Vine Line All-Time Top 10: Charlie Root
Coming in April, Vine Line begins its Top 10 countdown of all-time Cubs players. We want to know who would make your list. Comment with your picks or favorite stories, and we might publish your argument in the next issue of Vine Line! Thanks to Cubs historian Ed Hartig for his help.
Born on St. Patrick’s Day in 1899, Charlie Root embodied the type of old-school competitiveness that was a trademark of early 20th century Cubs teams. In 1927, his second full season, Root led the NL with 26 wins. No Cubs pitcher has reached 25 since.

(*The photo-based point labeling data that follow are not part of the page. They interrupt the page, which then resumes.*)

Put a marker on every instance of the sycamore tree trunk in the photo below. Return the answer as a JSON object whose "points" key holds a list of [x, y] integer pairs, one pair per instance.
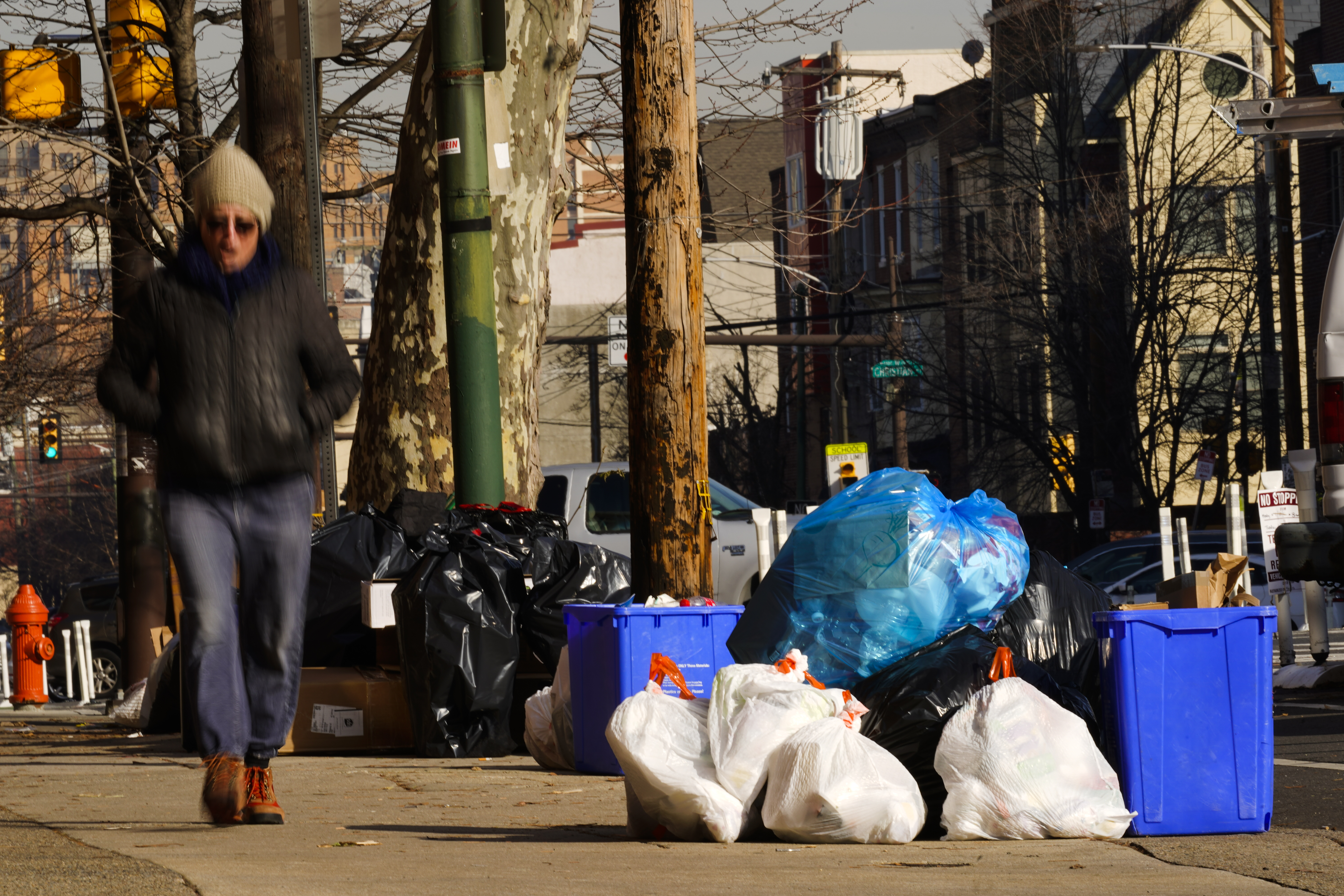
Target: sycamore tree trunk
{"points": [[404, 436]]}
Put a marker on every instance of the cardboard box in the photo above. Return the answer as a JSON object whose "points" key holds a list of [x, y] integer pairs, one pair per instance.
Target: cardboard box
{"points": [[1214, 588], [376, 604], [1187, 592], [345, 710]]}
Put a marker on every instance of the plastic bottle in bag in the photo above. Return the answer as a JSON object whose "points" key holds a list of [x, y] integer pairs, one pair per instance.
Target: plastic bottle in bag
{"points": [[1018, 766]]}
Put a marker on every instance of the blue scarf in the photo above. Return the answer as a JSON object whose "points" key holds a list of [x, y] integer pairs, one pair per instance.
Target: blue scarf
{"points": [[197, 268]]}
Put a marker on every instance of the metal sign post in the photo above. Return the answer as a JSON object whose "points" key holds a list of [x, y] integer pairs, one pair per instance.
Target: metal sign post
{"points": [[311, 70], [618, 342]]}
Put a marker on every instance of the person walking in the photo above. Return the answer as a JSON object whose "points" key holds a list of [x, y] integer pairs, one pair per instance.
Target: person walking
{"points": [[230, 361]]}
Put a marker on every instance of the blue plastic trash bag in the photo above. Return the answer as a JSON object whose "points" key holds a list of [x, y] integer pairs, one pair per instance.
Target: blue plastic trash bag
{"points": [[880, 571]]}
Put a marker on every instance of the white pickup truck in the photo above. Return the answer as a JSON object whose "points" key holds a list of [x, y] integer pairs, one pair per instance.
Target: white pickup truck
{"points": [[595, 499]]}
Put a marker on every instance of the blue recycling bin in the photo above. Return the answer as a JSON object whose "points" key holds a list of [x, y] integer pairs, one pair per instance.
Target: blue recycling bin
{"points": [[1190, 717], [610, 661]]}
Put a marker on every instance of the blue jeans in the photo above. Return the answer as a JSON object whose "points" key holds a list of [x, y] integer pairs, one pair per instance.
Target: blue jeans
{"points": [[243, 652]]}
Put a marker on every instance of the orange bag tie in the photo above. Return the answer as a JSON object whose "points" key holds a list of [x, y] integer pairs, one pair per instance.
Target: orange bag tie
{"points": [[663, 667], [1003, 666], [788, 666]]}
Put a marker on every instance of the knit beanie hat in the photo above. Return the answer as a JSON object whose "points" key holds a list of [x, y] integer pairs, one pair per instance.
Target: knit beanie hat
{"points": [[232, 177]]}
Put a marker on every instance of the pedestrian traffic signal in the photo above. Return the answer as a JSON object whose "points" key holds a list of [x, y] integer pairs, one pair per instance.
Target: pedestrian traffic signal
{"points": [[49, 439]]}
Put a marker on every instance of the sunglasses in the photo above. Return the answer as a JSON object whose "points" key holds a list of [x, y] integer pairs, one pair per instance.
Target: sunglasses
{"points": [[243, 226]]}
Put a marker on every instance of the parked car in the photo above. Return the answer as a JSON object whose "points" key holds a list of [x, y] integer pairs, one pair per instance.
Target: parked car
{"points": [[93, 600], [1108, 563], [595, 499], [1131, 569]]}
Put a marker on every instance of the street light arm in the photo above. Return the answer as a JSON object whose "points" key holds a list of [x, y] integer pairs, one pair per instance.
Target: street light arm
{"points": [[1173, 49]]}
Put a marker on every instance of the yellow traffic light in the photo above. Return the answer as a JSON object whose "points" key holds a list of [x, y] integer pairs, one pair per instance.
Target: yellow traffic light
{"points": [[143, 81], [134, 22], [49, 439], [1062, 454], [41, 85]]}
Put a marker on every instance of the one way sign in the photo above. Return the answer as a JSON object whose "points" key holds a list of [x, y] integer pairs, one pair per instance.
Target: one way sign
{"points": [[616, 342]]}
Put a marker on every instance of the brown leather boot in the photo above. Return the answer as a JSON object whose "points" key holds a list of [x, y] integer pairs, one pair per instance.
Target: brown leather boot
{"points": [[261, 808], [222, 793]]}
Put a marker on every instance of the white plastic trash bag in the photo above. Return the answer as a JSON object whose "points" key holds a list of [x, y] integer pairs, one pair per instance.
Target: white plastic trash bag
{"points": [[665, 749], [549, 721], [755, 709], [1019, 766], [831, 785]]}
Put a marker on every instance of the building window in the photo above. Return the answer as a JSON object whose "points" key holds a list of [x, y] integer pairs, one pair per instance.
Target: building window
{"points": [[1200, 220], [928, 198], [1244, 221], [794, 190], [897, 199], [882, 215], [978, 268], [1205, 367], [1030, 394]]}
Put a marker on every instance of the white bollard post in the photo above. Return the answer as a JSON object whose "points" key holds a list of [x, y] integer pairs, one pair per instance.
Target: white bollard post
{"points": [[84, 672], [1183, 543], [5, 671], [761, 520], [71, 678], [1314, 596], [93, 684], [1165, 524], [782, 531]]}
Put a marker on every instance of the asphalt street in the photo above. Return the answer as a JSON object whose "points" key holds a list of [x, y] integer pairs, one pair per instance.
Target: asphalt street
{"points": [[369, 824]]}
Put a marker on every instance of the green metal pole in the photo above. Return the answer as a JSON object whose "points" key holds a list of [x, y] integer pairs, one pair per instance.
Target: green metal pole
{"points": [[468, 260]]}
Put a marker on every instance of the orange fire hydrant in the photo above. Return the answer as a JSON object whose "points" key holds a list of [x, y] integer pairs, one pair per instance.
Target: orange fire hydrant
{"points": [[32, 648]]}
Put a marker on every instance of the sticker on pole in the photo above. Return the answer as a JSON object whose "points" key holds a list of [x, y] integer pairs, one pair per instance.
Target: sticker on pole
{"points": [[1205, 465], [846, 465], [1097, 514], [618, 345]]}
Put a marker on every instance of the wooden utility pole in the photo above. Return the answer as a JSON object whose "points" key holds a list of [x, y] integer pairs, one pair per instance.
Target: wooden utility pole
{"points": [[274, 113], [671, 520], [1287, 246], [142, 546]]}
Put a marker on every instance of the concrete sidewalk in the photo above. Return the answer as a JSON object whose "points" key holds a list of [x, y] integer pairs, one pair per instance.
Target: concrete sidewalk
{"points": [[403, 825]]}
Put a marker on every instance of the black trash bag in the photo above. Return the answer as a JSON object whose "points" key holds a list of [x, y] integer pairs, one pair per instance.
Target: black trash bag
{"points": [[912, 700], [1052, 625], [566, 573], [355, 549], [416, 512], [458, 627], [511, 524]]}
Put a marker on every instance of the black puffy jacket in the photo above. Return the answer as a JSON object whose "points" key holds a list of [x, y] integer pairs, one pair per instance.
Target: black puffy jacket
{"points": [[232, 405]]}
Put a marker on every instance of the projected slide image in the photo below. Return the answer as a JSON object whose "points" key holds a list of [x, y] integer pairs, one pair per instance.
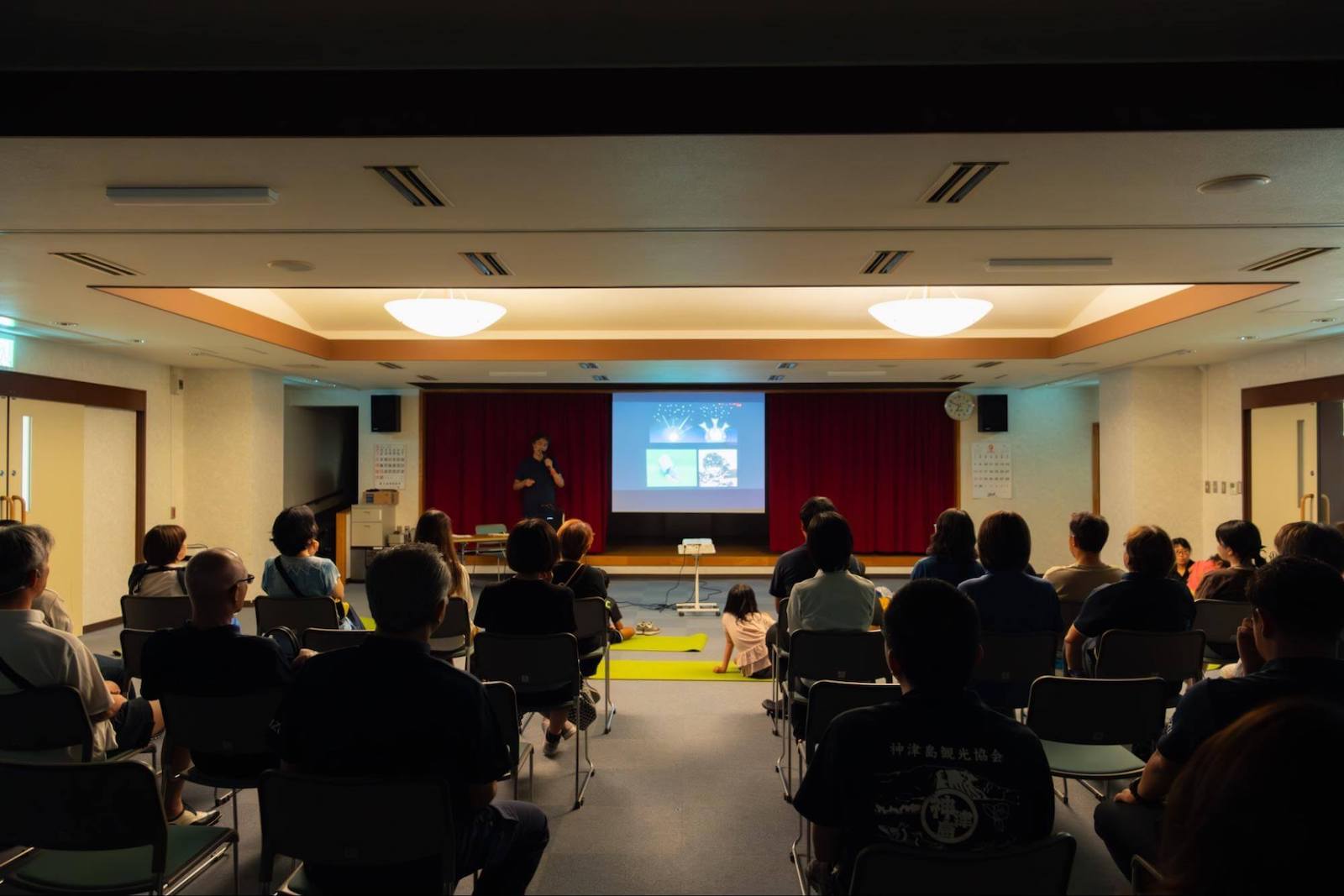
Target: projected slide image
{"points": [[718, 468], [694, 422], [669, 468]]}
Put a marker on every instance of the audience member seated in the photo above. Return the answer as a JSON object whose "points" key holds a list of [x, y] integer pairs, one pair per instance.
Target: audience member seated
{"points": [[434, 527], [1297, 614], [531, 604], [582, 579], [743, 631], [1254, 810], [1240, 546], [1146, 600], [936, 768], [297, 573], [208, 658], [163, 573], [34, 654], [1088, 535], [390, 708], [952, 553], [1008, 598], [1184, 564]]}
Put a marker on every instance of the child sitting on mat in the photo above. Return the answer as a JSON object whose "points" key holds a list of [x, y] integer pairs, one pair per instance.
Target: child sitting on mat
{"points": [[745, 627]]}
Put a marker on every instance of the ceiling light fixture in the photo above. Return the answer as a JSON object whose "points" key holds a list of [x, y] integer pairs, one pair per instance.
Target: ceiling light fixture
{"points": [[445, 317], [927, 316]]}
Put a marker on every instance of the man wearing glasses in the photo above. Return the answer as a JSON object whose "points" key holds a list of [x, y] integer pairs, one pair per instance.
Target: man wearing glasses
{"points": [[210, 658]]}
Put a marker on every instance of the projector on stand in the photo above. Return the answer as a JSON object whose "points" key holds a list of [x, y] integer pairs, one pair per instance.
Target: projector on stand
{"points": [[696, 547]]}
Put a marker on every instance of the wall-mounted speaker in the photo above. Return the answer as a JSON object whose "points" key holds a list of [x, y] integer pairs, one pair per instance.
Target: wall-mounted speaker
{"points": [[994, 412], [385, 412]]}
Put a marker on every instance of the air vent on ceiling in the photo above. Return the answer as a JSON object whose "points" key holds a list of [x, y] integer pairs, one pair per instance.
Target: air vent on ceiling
{"points": [[886, 261], [1057, 264], [98, 264], [1290, 257], [958, 181], [487, 264], [412, 184]]}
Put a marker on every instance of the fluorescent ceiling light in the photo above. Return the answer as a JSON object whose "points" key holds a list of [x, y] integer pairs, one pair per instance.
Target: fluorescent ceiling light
{"points": [[449, 316], [192, 195], [931, 316]]}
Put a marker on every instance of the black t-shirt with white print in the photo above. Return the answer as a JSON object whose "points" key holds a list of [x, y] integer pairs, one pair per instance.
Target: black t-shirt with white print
{"points": [[929, 772]]}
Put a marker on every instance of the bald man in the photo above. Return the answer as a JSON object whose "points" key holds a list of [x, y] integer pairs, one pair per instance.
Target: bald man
{"points": [[210, 658]]}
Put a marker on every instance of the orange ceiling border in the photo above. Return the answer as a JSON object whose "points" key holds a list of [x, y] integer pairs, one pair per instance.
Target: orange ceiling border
{"points": [[1180, 305]]}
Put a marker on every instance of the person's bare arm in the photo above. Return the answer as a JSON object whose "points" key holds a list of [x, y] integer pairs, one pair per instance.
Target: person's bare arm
{"points": [[1074, 649]]}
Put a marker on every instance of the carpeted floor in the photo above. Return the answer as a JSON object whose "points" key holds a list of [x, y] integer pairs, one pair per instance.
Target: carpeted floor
{"points": [[685, 799]]}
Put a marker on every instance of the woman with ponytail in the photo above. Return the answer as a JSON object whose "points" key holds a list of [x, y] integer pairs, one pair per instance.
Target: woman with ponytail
{"points": [[1240, 546]]}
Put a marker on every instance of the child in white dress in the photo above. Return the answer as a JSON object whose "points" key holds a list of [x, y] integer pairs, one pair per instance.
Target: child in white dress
{"points": [[743, 631]]}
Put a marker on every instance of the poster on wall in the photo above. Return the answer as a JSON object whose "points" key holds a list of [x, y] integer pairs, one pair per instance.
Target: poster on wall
{"points": [[991, 470], [390, 465]]}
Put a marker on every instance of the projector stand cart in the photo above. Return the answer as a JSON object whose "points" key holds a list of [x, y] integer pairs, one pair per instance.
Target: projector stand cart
{"points": [[696, 606]]}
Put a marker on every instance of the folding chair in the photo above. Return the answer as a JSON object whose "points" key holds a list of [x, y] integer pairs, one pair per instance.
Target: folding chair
{"points": [[354, 822], [826, 701], [1088, 726], [539, 667], [593, 621], [454, 637], [1175, 658], [235, 727], [98, 828], [151, 614], [1220, 620], [296, 614], [1012, 661], [504, 703], [324, 640], [1042, 867], [826, 656]]}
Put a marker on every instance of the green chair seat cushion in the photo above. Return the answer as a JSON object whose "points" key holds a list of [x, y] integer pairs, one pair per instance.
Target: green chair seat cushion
{"points": [[1090, 761], [116, 869]]}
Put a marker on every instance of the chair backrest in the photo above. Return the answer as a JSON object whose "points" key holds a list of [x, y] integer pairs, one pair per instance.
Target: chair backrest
{"points": [[504, 703], [1012, 663], [1097, 711], [839, 656], [324, 640], [151, 614], [1220, 620], [297, 614], [51, 718], [591, 618], [235, 725], [134, 649], [1171, 656], [1042, 867], [533, 664], [355, 821], [93, 806], [828, 699]]}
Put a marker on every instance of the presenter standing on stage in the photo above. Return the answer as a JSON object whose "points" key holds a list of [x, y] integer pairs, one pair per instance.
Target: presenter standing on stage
{"points": [[537, 479]]}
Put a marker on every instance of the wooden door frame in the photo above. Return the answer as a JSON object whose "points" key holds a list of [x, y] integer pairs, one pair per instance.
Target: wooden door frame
{"points": [[1324, 389], [50, 389]]}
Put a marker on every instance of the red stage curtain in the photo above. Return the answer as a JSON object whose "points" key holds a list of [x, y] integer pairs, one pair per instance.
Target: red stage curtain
{"points": [[475, 441], [886, 458]]}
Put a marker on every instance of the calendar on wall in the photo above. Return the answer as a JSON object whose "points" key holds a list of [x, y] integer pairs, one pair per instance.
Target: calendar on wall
{"points": [[390, 465], [991, 470]]}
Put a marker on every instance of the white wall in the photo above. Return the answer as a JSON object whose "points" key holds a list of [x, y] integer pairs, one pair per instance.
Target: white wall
{"points": [[409, 508], [1050, 434]]}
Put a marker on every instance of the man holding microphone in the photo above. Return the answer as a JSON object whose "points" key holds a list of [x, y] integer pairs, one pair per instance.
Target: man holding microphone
{"points": [[538, 479]]}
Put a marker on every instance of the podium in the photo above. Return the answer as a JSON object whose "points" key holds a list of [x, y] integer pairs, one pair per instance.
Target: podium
{"points": [[696, 547]]}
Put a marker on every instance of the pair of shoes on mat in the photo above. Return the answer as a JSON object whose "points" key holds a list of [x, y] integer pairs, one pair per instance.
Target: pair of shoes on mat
{"points": [[553, 741]]}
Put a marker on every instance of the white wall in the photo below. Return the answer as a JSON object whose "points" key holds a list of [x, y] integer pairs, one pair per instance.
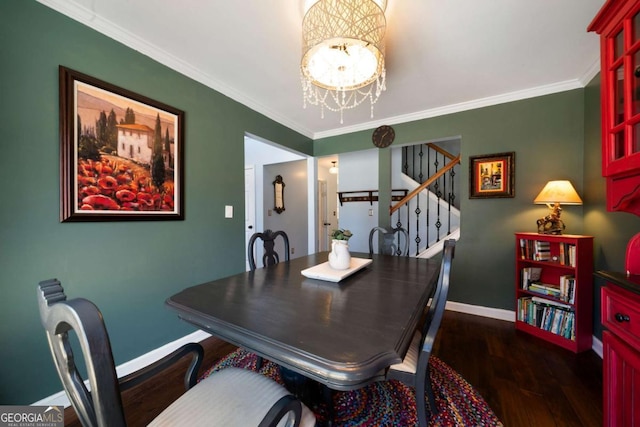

Teammates testifying to Charlie Root’s competitiveness deny there ever was a “called shot” in the 1932 World Series. They believe that if Babe Ruth ever pointed anywhere with Root on the mound, the “Bambino” surely would have gotten one right in the ribs instead of serving up a gopher ball.
Primarily a starter for the Cubs from 1926-33, he spent the next eight seasons mostly coming out of the bullpen. It was as a reliever that Root posted his 200th major-league win on Aug. 27, 1941. Just 17 days earlier, he had been honored on “Charlie Root Day” at Wrigley Field.
Following his retirement after the 1941 season, Root went on to pitch semi-regularly in the minors from 1942 to 1945. In addition to pitching, he also managed in the minors during 1943-46, 1948, 1950 and 1954. He served as a major-league coach with the Cubs (1951-53, 1960) and Milwaukee Braves (1956-57).
Root’s contributions on the mound–as well as from the dugout–help make him the perfect Cubs player to launch Vine Line’s Top 10.